Organic Bed Preparation Ingredients

Fall through early winter is the ideal time to get new landscaping and many of the tough food crops planted. To have those plants establish and grow their best, proper bed preparation is critical. Clay soils, sandy soils and all soils in between are prepared the same way.

First The Don’ts:
  • Don’t remove the native soil unless drainage problems would be caused by the new beds. Existing native soil is an important part of the bed preparation mixture.
  • Don’t use peat moss, pine bark or concrete sand. These products don’t provide any benefit and are problematic, especially when compared to the natural organic choices.
  • Don’t till wet soil. Tilling, forking or digging holes in wet soil does damage by squeezing the soil particles together, causing glazing and eliminating air spaces needed for healthy soil life.
  • Don’t spray toxic herbicides. Spraying toxic herbicides anytime is a bad idea, but in the fall and winter, it’s really stupid because they can’t kill dormant grasses and weeds.
Now The Do’s:
  • Scrape away existing weeds and grass and toss into the compost pile. Always remove the grass before any tilling is done. Tilling first drives reproductive part of plants down in the ground to be weed problem forever. Organic herbicides (not the toxic stuff like Roundup) can be used in the summer, but physical removal then is still better.

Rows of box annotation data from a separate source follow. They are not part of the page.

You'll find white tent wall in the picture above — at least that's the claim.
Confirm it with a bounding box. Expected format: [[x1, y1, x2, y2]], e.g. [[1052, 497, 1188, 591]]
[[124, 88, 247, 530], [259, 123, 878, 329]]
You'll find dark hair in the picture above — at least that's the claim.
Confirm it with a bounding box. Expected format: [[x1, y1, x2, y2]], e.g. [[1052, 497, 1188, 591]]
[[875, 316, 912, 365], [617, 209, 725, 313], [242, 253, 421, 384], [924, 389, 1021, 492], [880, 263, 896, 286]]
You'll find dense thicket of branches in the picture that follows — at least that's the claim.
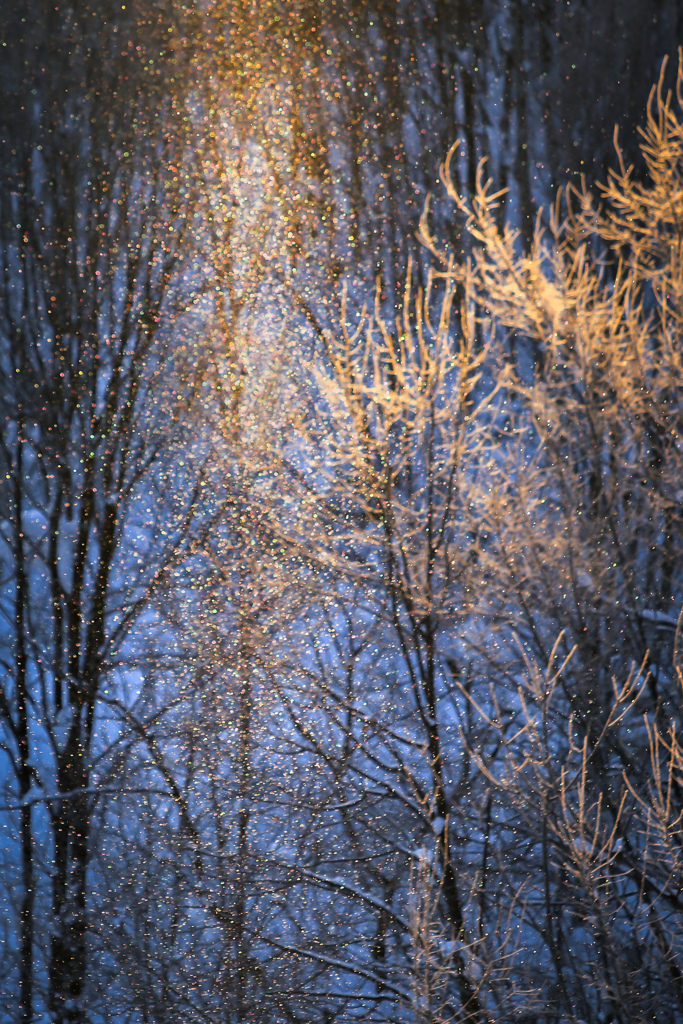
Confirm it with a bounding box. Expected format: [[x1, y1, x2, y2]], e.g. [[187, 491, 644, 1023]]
[[0, 0, 683, 1024]]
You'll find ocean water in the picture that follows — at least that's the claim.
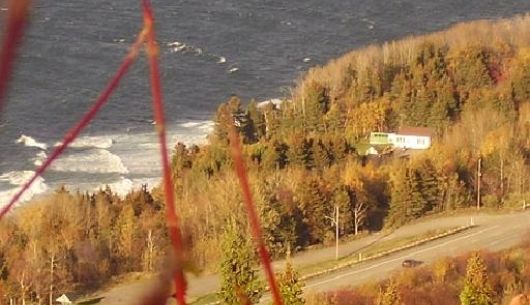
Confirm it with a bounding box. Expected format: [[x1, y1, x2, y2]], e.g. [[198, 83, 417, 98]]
[[0, 0, 530, 205]]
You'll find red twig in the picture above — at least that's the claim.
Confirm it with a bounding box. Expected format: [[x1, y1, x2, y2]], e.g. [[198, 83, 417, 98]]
[[142, 0, 187, 305], [0, 0, 30, 113], [230, 126, 283, 305], [0, 29, 146, 219]]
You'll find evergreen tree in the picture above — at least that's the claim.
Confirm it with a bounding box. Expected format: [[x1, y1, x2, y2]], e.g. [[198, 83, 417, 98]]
[[376, 280, 402, 305], [247, 100, 266, 141], [218, 220, 264, 305], [460, 253, 495, 305], [271, 261, 305, 305]]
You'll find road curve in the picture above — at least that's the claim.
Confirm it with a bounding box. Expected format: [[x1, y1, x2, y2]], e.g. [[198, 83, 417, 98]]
[[305, 212, 530, 293], [100, 211, 530, 305]]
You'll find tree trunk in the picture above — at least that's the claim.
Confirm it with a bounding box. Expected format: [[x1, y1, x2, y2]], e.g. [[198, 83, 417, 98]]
[[48, 254, 55, 305], [500, 156, 504, 204], [147, 229, 154, 272]]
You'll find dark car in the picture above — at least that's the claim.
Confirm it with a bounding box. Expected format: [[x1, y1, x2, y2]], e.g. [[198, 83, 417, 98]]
[[401, 259, 423, 268]]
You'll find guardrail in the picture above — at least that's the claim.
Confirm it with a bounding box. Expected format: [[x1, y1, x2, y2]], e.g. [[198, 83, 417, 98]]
[[199, 224, 476, 305]]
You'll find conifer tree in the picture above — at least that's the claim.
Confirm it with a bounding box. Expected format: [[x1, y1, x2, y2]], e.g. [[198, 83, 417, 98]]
[[376, 280, 402, 305], [460, 253, 495, 305], [218, 220, 264, 305], [271, 261, 305, 305]]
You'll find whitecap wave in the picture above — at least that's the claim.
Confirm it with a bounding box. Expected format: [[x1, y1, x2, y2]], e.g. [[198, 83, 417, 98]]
[[257, 98, 283, 108], [0, 171, 35, 185], [0, 171, 48, 207], [31, 151, 48, 166], [51, 148, 129, 174], [15, 134, 48, 150], [54, 136, 114, 149]]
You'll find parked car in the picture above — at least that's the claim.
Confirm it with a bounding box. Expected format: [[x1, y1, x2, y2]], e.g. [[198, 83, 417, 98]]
[[401, 259, 423, 268]]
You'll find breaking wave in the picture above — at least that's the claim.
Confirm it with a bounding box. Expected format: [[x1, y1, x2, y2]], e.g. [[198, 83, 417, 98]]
[[51, 148, 129, 174], [54, 136, 114, 149], [15, 135, 48, 150], [0, 171, 48, 207]]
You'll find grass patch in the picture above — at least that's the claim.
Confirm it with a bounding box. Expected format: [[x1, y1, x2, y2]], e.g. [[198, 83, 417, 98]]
[[190, 293, 219, 305], [298, 227, 466, 278]]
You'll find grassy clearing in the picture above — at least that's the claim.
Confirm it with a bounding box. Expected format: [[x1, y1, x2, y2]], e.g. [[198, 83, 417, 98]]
[[298, 227, 470, 279], [190, 226, 471, 305]]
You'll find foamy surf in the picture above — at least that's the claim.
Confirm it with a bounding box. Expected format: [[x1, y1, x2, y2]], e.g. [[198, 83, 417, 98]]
[[32, 151, 48, 166], [54, 136, 114, 149], [50, 148, 129, 174], [15, 134, 48, 150], [0, 171, 48, 207]]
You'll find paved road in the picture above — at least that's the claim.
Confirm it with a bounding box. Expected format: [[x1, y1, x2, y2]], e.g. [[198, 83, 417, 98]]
[[97, 211, 530, 305], [305, 212, 530, 293]]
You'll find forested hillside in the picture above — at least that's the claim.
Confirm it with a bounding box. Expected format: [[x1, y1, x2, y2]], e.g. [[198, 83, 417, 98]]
[[0, 16, 530, 300]]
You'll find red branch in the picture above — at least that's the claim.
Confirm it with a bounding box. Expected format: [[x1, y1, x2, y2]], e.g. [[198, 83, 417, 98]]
[[142, 0, 187, 305], [0, 29, 146, 219], [230, 126, 283, 305], [0, 0, 30, 113]]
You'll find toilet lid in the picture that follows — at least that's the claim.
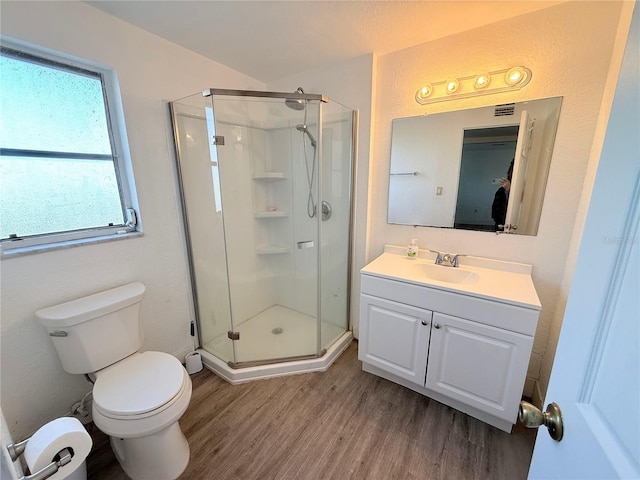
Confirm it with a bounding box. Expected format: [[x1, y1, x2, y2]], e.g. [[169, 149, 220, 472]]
[[93, 352, 185, 415]]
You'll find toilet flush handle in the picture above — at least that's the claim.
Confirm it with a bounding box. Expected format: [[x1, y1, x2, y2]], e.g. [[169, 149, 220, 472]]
[[49, 330, 68, 337]]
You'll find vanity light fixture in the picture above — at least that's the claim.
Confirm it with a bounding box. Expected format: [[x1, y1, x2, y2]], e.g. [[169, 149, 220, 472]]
[[415, 66, 531, 105]]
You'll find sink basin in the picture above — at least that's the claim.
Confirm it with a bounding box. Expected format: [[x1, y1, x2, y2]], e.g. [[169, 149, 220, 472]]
[[415, 263, 478, 283]]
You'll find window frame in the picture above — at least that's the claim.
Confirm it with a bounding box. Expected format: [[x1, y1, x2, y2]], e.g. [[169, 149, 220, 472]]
[[0, 37, 142, 257]]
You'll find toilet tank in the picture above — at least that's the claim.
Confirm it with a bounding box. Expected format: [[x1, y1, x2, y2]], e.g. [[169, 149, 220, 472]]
[[36, 282, 145, 374]]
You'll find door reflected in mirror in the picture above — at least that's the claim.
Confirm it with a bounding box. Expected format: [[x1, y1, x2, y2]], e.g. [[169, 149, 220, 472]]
[[388, 97, 562, 235]]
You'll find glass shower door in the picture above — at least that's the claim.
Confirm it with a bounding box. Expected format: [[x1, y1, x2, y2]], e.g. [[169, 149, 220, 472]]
[[320, 101, 357, 349], [209, 93, 319, 367], [171, 94, 235, 363]]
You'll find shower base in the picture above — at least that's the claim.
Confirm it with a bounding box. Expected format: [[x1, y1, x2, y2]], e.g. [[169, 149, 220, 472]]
[[198, 305, 353, 384]]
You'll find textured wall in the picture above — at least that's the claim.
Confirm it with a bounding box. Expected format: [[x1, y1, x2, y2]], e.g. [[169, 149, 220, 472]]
[[367, 2, 621, 394], [1, 2, 264, 440]]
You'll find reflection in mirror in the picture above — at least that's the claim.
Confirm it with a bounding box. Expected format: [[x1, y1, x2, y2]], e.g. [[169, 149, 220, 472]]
[[388, 97, 562, 235]]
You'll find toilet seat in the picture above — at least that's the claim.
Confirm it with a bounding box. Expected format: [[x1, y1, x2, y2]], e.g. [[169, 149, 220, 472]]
[[92, 352, 191, 438], [93, 352, 187, 420]]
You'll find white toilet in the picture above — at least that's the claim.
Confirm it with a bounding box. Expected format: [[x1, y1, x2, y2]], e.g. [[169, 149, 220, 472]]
[[36, 283, 191, 480]]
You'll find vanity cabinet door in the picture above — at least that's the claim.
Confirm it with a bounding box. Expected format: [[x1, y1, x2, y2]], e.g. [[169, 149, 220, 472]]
[[358, 294, 432, 386], [426, 313, 533, 423]]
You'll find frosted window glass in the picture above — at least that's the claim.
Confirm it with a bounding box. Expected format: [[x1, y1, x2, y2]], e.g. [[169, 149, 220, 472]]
[[0, 55, 111, 155], [0, 45, 136, 249], [0, 156, 124, 238]]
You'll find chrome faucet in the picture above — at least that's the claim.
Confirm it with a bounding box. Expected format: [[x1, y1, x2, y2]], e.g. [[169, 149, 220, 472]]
[[429, 249, 466, 267]]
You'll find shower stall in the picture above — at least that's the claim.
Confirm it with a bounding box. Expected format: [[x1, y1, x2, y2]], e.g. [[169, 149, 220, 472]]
[[170, 88, 357, 383]]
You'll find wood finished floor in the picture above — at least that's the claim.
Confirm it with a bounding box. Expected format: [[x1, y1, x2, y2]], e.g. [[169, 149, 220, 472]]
[[87, 341, 536, 480]]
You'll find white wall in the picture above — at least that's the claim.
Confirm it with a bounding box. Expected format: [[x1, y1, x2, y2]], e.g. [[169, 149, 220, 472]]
[[367, 2, 621, 394], [0, 1, 264, 440]]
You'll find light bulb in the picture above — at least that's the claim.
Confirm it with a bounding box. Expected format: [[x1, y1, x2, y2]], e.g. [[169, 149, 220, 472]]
[[419, 83, 433, 98]]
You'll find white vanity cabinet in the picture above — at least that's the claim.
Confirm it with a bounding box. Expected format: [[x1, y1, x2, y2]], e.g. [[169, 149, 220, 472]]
[[358, 249, 540, 432], [359, 294, 432, 385]]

  • Raise the beds. Walls aren’t essential, but the top of the beds should be flat and higher than the surrounding grades with sloped edges for drainage. This lifting happens naturally if proper amounts of amendments are added to the soil.
  • Amendments should include 4 - 6” of compost, organic fertilizer (2 lbs. per 100 sq. ft.), lava sand (10 lbs. per 100 sq. ft.), Azomite or other rock minerals (4 lbs. per 100 sq. ft.), dry molasses (2 lbs. per 100 sq. ft.) and whole ground cornmeal (2 lbs. per 100 sq. ft.). Rototill or fork these amendments to a total depth of 8”.
  • Prepared beds should be moistened before planting begins. Roots of transplants should be sopping wet and thoroughly hydrated by soaking in water with Garrett Juice added before they are installed.
  • Set the plants high with the top of the rootballs slightly higher than the surrounding soil with flares dramatically high and visible. This is especially critical on woody plants. Setting plants too low can cause poor growth, disease problems and even drowning.
  • Mulch beds after planting with 2 - 3” of shredded native tree trimmings for large plants and a thinner layer of compost for annuals and perennials. Never pile mulch onto the stems of plants.
In short - just add plenty of compost, rock minerals and sugars like molasses and cornmeal into the native soil, provide moisture and mulch all bare soil after planting.